Митт Ромни уставился на собеседника, загадавшего загадку. Это был намек на осведомленность. Причем большую, чем его собственная, Митта Ромни, осведомленность. Чувствовалось, что он задал бы экс-руководителю УНР много вопросов, если бы был уверен в наличии ответов. Потому он промолчал. Но молчал недолго…
– Неужели, Брюс, они ее уничтожили? Поверить не могу… Вот если бы в руки к нам приплыло оружие четвертого измерения России и Китая, а ты, Брюс, тупо отправил бы его в топку, не пытаясь понять, как оно устроено…
Да, девушка, Брюс… Не теряй терпения. Прежде я расскажу о датчанине, он не лишний… На исходе третьего дня моих бдений я многое знал… Я сумел прочесть немало, Брюс, хотя мне не хватало моего французского, и если уж я не ел и не пил, то спать мне приходилось, перевозбужденный мозг отказывался мне служить… Прямо на полу, на ковре, да, Брюс, выбирать не приходилось.
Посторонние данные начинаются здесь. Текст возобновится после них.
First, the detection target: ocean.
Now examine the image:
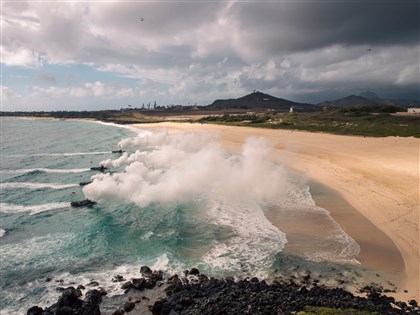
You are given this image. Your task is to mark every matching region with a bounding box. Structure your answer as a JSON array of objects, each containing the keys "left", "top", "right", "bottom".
[{"left": 0, "top": 117, "right": 386, "bottom": 314}]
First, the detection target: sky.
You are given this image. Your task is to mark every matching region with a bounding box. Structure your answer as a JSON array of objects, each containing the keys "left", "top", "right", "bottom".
[{"left": 1, "top": 0, "right": 420, "bottom": 111}]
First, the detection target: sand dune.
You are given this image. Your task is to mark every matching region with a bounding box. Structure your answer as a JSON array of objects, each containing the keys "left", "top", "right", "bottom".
[{"left": 137, "top": 122, "right": 420, "bottom": 300}]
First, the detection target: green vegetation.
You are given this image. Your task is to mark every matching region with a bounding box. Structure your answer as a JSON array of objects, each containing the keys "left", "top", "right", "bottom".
[
  {"left": 298, "top": 306, "right": 379, "bottom": 315},
  {"left": 199, "top": 106, "right": 420, "bottom": 138}
]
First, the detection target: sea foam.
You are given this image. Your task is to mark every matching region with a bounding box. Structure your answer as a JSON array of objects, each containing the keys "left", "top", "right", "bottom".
[
  {"left": 0, "top": 182, "right": 79, "bottom": 189},
  {"left": 0, "top": 202, "right": 70, "bottom": 215}
]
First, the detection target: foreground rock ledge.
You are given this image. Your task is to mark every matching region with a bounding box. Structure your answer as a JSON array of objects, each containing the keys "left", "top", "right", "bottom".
[{"left": 27, "top": 266, "right": 420, "bottom": 315}]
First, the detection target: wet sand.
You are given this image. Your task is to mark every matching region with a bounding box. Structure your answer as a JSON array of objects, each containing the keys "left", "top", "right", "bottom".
[{"left": 132, "top": 123, "right": 420, "bottom": 300}]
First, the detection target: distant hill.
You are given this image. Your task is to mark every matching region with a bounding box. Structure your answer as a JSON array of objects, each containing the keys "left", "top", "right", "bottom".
[
  {"left": 205, "top": 91, "right": 318, "bottom": 111},
  {"left": 317, "top": 92, "right": 420, "bottom": 108}
]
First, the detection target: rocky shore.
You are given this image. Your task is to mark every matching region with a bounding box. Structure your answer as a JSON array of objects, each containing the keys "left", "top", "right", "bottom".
[{"left": 27, "top": 266, "right": 420, "bottom": 315}]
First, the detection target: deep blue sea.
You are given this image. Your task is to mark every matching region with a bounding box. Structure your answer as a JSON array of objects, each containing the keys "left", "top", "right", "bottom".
[{"left": 0, "top": 117, "right": 388, "bottom": 314}]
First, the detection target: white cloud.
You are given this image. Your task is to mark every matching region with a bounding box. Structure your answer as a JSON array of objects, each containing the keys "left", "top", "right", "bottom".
[
  {"left": 395, "top": 65, "right": 420, "bottom": 85},
  {"left": 32, "top": 81, "right": 134, "bottom": 99},
  {"left": 0, "top": 85, "right": 21, "bottom": 101},
  {"left": 1, "top": 46, "right": 42, "bottom": 68},
  {"left": 1, "top": 1, "right": 419, "bottom": 108}
]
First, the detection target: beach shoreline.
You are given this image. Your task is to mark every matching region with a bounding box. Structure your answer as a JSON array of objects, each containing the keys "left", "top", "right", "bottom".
[{"left": 133, "top": 122, "right": 420, "bottom": 301}]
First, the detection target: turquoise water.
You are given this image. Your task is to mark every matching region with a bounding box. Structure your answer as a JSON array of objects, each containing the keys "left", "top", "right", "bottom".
[{"left": 0, "top": 118, "right": 378, "bottom": 314}]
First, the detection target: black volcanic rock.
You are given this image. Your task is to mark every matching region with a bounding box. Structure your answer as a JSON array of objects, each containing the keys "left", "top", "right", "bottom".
[{"left": 206, "top": 92, "right": 318, "bottom": 111}]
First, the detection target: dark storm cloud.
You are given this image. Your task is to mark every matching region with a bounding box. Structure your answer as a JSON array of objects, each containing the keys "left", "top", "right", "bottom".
[{"left": 231, "top": 1, "right": 420, "bottom": 53}]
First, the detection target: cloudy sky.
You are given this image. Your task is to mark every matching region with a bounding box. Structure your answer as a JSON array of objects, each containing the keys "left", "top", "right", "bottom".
[{"left": 1, "top": 0, "right": 420, "bottom": 110}]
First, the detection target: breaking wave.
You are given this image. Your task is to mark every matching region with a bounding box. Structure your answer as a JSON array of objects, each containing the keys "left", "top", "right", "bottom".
[{"left": 0, "top": 202, "right": 70, "bottom": 215}]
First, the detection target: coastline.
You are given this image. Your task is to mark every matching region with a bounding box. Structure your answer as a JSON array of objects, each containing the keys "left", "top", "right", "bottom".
[{"left": 133, "top": 123, "right": 420, "bottom": 301}]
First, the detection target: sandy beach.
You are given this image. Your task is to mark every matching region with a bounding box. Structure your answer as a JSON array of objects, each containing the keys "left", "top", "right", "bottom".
[{"left": 135, "top": 122, "right": 420, "bottom": 301}]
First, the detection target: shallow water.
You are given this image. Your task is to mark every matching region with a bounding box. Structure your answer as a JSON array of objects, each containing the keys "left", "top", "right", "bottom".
[{"left": 0, "top": 118, "right": 394, "bottom": 314}]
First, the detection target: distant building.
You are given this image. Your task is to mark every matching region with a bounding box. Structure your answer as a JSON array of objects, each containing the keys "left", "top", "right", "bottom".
[{"left": 407, "top": 107, "right": 420, "bottom": 115}]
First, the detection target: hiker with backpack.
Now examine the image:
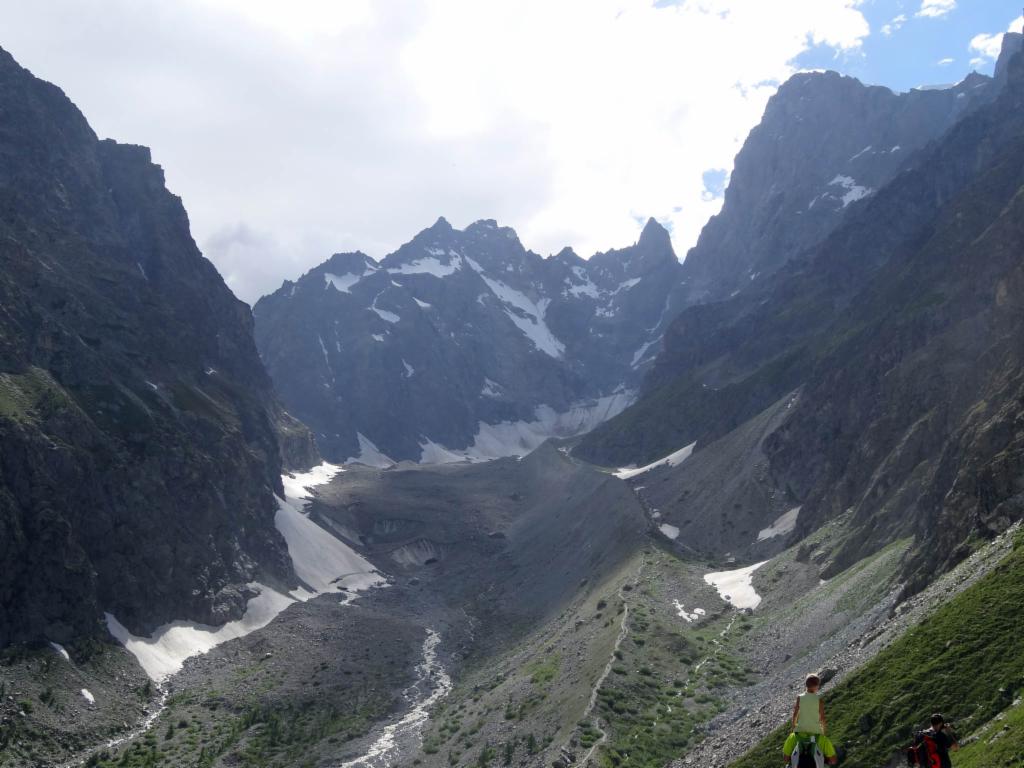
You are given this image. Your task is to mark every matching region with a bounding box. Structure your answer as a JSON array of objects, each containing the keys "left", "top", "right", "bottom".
[
  {"left": 906, "top": 713, "right": 959, "bottom": 768},
  {"left": 782, "top": 675, "right": 839, "bottom": 768}
]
Викарий появился неожиданно. Он сказал мне:
– Молодой человек, Вы превысили пределы нашего гостеприимства. Полагаю, следует Вам покинуть сей дом…
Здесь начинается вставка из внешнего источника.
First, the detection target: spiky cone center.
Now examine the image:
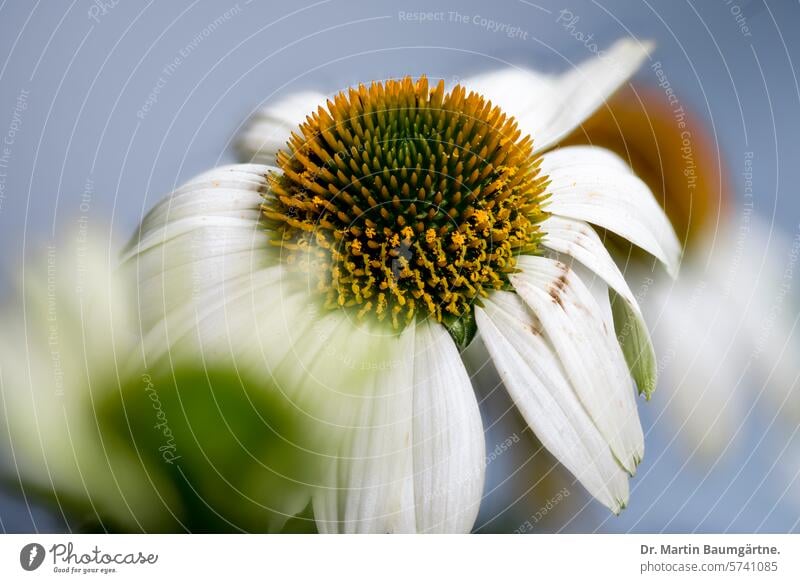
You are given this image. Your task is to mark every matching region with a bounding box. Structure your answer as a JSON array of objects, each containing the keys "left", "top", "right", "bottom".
[{"left": 262, "top": 77, "right": 547, "bottom": 328}]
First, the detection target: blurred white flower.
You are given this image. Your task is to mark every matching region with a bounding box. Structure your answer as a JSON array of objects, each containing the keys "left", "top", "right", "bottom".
[
  {"left": 644, "top": 214, "right": 800, "bottom": 459},
  {"left": 0, "top": 232, "right": 169, "bottom": 525},
  {"left": 125, "top": 41, "right": 680, "bottom": 532}
]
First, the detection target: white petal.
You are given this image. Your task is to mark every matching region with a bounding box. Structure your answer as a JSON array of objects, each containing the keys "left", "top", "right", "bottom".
[
  {"left": 476, "top": 292, "right": 628, "bottom": 513},
  {"left": 542, "top": 215, "right": 657, "bottom": 396},
  {"left": 314, "top": 326, "right": 416, "bottom": 533},
  {"left": 511, "top": 256, "right": 644, "bottom": 474},
  {"left": 413, "top": 321, "right": 485, "bottom": 533},
  {"left": 541, "top": 146, "right": 681, "bottom": 277},
  {"left": 464, "top": 39, "right": 653, "bottom": 152},
  {"left": 236, "top": 91, "right": 327, "bottom": 164},
  {"left": 123, "top": 164, "right": 275, "bottom": 336}
]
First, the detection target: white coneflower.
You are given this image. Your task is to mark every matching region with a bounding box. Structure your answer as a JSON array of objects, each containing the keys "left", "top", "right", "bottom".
[{"left": 126, "top": 42, "right": 680, "bottom": 532}]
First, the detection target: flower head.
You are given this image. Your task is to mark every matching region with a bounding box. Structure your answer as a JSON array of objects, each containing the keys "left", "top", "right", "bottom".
[
  {"left": 126, "top": 41, "right": 680, "bottom": 532},
  {"left": 263, "top": 77, "right": 547, "bottom": 327}
]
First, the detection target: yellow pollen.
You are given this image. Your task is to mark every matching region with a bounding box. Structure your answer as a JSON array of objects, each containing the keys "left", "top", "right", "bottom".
[{"left": 262, "top": 77, "right": 548, "bottom": 328}]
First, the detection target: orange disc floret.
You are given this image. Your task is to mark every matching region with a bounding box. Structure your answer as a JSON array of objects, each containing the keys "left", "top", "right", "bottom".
[{"left": 262, "top": 77, "right": 547, "bottom": 327}]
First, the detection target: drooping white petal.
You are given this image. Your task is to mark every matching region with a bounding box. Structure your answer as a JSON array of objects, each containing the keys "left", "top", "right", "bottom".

Ох, Брюс, я видел манускрипт Войновича своими глазами… Я видел Аль Азиф… и мне надо было уходить…
Я бросился к викарию, упал перед ним на колени, целовал ему руки, просил остаться. Кажется, мне все равно стало, что я мог бы умереть с голоду от «гостеприимства» сего дома!
И тут он сказал, отнимая от меня свои руки:
– Вы совсем как тот датчанин. Тот помешался, когда увидел дощечки… Давно это было, правда, но, говорят, он несся от нас по улицам, крича и размахивая руками, а порой рвал на себе волосы… Дней десять подряд приходил к воротам, стоял на коленях и просил, умолял – дайте взглянуть еще раз. Настоятель отказал. Он счел, что теология, которой обучался датчанин, и те основы церковного права, в которые мы его посвящали, неоспоримо более важны, чем какие-то разрисованные доски… Он уехал потом, хватило нашей науки, чтоб стать большим человеком. Он был епископом Роскиле. По тем временам главным человеком в Дании, советником королей, в двенадцатом веке это было… Вот и хорошо, что дощечек нет. Не станет сумасшедших. И Вам, молодой человек, стоило бы обратиться к матери-церкви, что эти мормонские сказки, к чему. Пока не поздно…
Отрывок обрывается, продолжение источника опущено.